Automated Field Type Detection
This was one of the more frustrating ones. ElasticSearch had data types for certain types of data such as integer, date, etc. It would attempt to automatically determine the data type the first time it saw a field, such as in json. Super awesome because it meant you didn't have to predefine your schema for everything sent over the wire which reduced friction for sending.
A problem we ran into right away happened with the CloudTrail logs. I forget which field it was but for one of them, the information was sometimes obviously a string and other times it looked like a date and I believe date format was the more common one. So the first time ElasticSearch saw a log line for it come it, if it happened to be a date, it would set the field type to date and we would get errors and lose all the log lines that had a string instead.
The solution to this was to predefine the schema when we discovered a log type like this.
Missing Logs
Another issue we ran into was missing logs on the ElasticSearch side. There were a few different reasons for this. A common one would be a parsing error like we talked about before, but more often we were dealing with a scale issue.

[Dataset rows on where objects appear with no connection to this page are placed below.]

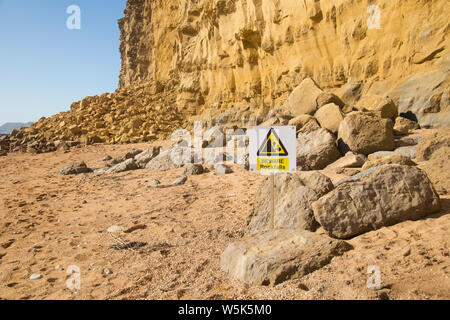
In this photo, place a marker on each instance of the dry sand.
(50, 222)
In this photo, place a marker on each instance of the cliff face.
(234, 62)
(222, 53)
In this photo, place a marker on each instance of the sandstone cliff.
(223, 53)
(184, 60)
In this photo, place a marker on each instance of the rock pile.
(134, 114)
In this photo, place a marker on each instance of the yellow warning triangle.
(272, 146)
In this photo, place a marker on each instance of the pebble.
(114, 229)
(223, 169)
(107, 271)
(36, 276)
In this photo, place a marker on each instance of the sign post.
(272, 150)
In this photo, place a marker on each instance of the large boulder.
(305, 119)
(403, 126)
(381, 197)
(395, 158)
(293, 195)
(170, 159)
(438, 169)
(74, 168)
(428, 146)
(350, 160)
(126, 165)
(303, 99)
(316, 150)
(424, 97)
(365, 133)
(385, 107)
(329, 117)
(279, 255)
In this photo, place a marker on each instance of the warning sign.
(272, 146)
(272, 149)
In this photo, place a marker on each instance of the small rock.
(132, 153)
(127, 165)
(136, 227)
(145, 157)
(114, 229)
(222, 168)
(107, 271)
(74, 168)
(153, 183)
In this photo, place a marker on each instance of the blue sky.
(44, 66)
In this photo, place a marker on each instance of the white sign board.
(273, 149)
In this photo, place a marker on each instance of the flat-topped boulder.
(379, 197)
(278, 255)
(365, 133)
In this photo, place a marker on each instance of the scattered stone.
(153, 183)
(145, 157)
(395, 158)
(279, 255)
(378, 197)
(107, 271)
(222, 168)
(347, 171)
(293, 197)
(316, 150)
(74, 168)
(305, 119)
(36, 276)
(403, 126)
(407, 141)
(132, 153)
(127, 165)
(438, 170)
(410, 152)
(191, 169)
(329, 116)
(365, 133)
(179, 181)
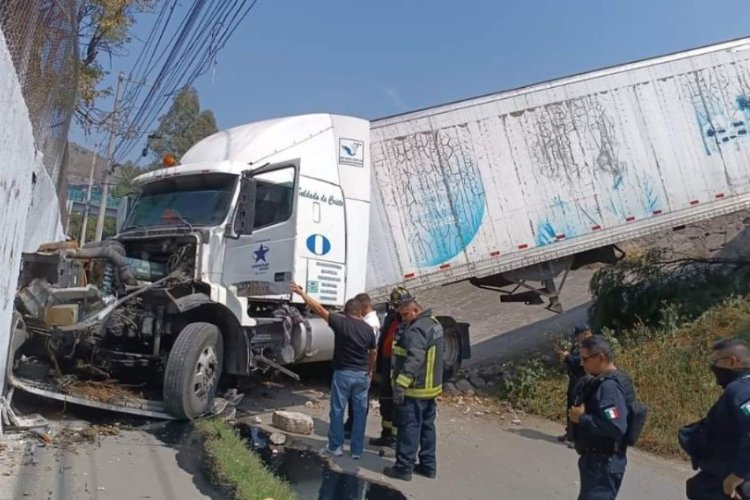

While message buses like the Kinesis Stream are great for handling large influxes of data while protecting downstream resources from being overwhelmed, they have their own nuance. In this solution, we had just one Kinesis Stream which meant we could only process with one Lambda at a time since the Lambda needs to remember where it is in the stream.
That means that there is a max amount of data that can be processed in a set amount of time. If it's exceeded, the data is backing up in the bus and not showing up in the log search. Around this same time we started using grafana to show our dashboards to other teams too. Since each team had their own Kinesis stream, we had a widget in grafana that they could check to see if a slow down in processing was happening.
If the back up got big enough, we would get into a position where the logs present had no way to be processed before the end of their life. This would lead to the data never showing up in ElasticSearch.
Once the current stream reached that situation, there were limited options. Often it was worth it to accept the temporary data loss and instead determine if this influx was temporary or permanent. If it was temporary, we might do nothing. If it was permanent, we could easily do two things: increase how long the messages can live (to prevent future issues) and add additional streams so we can process more data concurrently.
Care and Feeding of ElasticSearch
After we worked through a lot of the above problems, we reached a new one. We had been super successful at showing value and now had even more teams, including frontend teams using AWS. Now we had to turn to learning more about how ElasticSearch worked.
We needed to make sure we had enough shards to hopefully survive a node going down. We had to learn about how to balance the number of documents in/size of a shard as well as the number of shards per node. And we had to learn while doing. It's way too much to go into here but, as with anything, ElasticSearch has its own arcane nature to understand.
I'm super grateful to have been able to work on that project because I learned so much even if it felt overwhelming at times. And while it definitely was not perfect, it helped us prove out the value of what we were doing to the business.
Thank you for another excellent article.